Class FitsSchemaInputMapper

Class Documentation

class FitsSchemaInputMapper

A class that describes a mapping from a FITS binary table to an afw::table Schema.

A FitsSchemaInputMapper is created every time a FITS binary table is read into an afw::table catalog, allowing limited customization of the mapping between on-disk FITS table columns an in-memory fields by subclasses of BaseTable.

The object is constructed from a daf::base::PropertyList that represents the FITS header, which is used to populate a custom container of FitsSchemaItems. These can then be retrieved by name or column number via the find() methods, allowing the user to create custom readers for columns or groups of columns via addColumnReader(). They can also be removed from the “regular” fields via the erase() method. Those regular fields are filled in by the finalize() method, which automatically generates mappings for any FitsSchemaItems that have not been removed by calls to erase(). Once finalize() has been called, readRecord() may be called repeatedly to read FITS rows into record objects according to the mapping that has been defined.

Public Types

typedef FitsSchemaItem Item

Public Functions

FitsSchemaInputMapper(daf::base::PropertyList &metadata, bool stripMetadata)

Construct a mapper from a PropertyList of FITS header values, stripping recognized keys if desired.

FitsSchemaInputMapper(FitsSchemaInputMapper const&)
FitsSchemaInputMapper(FitsSchemaInputMapper&&)
FitsSchemaInputMapper &operator=(FitsSchemaInputMapper const&)
FitsSchemaInputMapper &operator=(FitsSchemaInputMapper&&)
~FitsSchemaInputMapper()
void setArchive(std::shared_ptr<InputArchive> archive)

Set the Archive to an externally-provided one, overriding any that may have been read.

bool readArchive(afw::fits::Fits &fits)

Set the Archive by reading from the HDU specified by the AR_HDU header entry.
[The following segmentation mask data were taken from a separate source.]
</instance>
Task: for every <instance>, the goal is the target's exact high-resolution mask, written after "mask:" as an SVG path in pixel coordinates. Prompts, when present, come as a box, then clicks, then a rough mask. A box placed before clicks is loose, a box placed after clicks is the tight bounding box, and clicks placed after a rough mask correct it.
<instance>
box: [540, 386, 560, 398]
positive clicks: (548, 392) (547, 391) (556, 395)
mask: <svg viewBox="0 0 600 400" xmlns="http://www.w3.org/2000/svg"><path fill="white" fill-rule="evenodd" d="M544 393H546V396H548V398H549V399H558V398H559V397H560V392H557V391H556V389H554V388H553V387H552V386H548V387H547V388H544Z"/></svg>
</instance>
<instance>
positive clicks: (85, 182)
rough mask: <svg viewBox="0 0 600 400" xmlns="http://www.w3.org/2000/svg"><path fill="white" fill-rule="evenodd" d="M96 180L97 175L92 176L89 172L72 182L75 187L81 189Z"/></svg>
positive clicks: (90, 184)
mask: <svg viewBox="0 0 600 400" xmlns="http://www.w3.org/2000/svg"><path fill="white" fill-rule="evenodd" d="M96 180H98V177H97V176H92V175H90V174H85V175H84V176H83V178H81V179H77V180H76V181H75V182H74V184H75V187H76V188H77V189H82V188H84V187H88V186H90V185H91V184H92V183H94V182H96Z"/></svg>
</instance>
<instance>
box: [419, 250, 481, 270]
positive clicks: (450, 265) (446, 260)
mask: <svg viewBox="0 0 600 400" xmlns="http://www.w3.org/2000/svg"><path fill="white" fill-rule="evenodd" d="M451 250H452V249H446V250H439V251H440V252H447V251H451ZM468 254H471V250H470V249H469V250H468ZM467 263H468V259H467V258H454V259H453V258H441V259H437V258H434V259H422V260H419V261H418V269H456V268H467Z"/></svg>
Returns true on success, false if there is no AR_HDU entry.

bool hasArchive() const

Return true if the mapper has an InputArchive.

Item const *find(std::string const &ttype) const

Find an item with the given column name (ttype), returning nullptr if no such column exists.

The returned pointer is owned by the mapper object, and should not be deleted. It is invalidated by calls to either erase() or finalize().

Item const *find(int column) const

Find an item with the given column number, returning nullptr if no such column exists.

The returned pointer is owned by the mapper object, and should not be deleted. It is invalidated by calls to either erase() or finalize().

void erase(Item const *item)

Remove the given item (which should have been retrieved via find()) from the mapping, preventing it from being included in the regular fields added by finalize().

void erase(std::string const &ttype)

Remove the item with the given column name (ttype) from the mapping, preventing it from being included in the regular fields added by finalize().

void erase(int column)

Remove the item at the given column position from the mapping, preventing it from being included in the regular fields added by finalize().

void customize(std::unique_ptr<FitsColumnReader> reader)

Customize a mapping by providing a FitsColumnReader instance that will be invoked by readRecords().

Schema finalize()

Map any remaining items into regular Schema items, and return the final Schema.

This method must be called before any calls to readRecords().

void readRecord(BaseRecord &record, afw::fits::Fits &fits, std::size_t row)

Fill a record from a FITS binary table row.

Public Static Attributes

std::size_t PREPPED_ROWS_FACTOR

When processing each column, divide this number by the record size (in bytes) and ask CFITSIO to read this many that of values from that column in a single call.

Both FITS binary tables and afw.table are stored row-major, so reading multiple rows from a single column at a time leads to nonsequential reads. But given the way the I/O code is structured, we tend to get nonsequential reads anyway, and it seems the per-call overload to CFITSIO is sufficiently high that it’s best to do this anyway for all but the largest record sizes.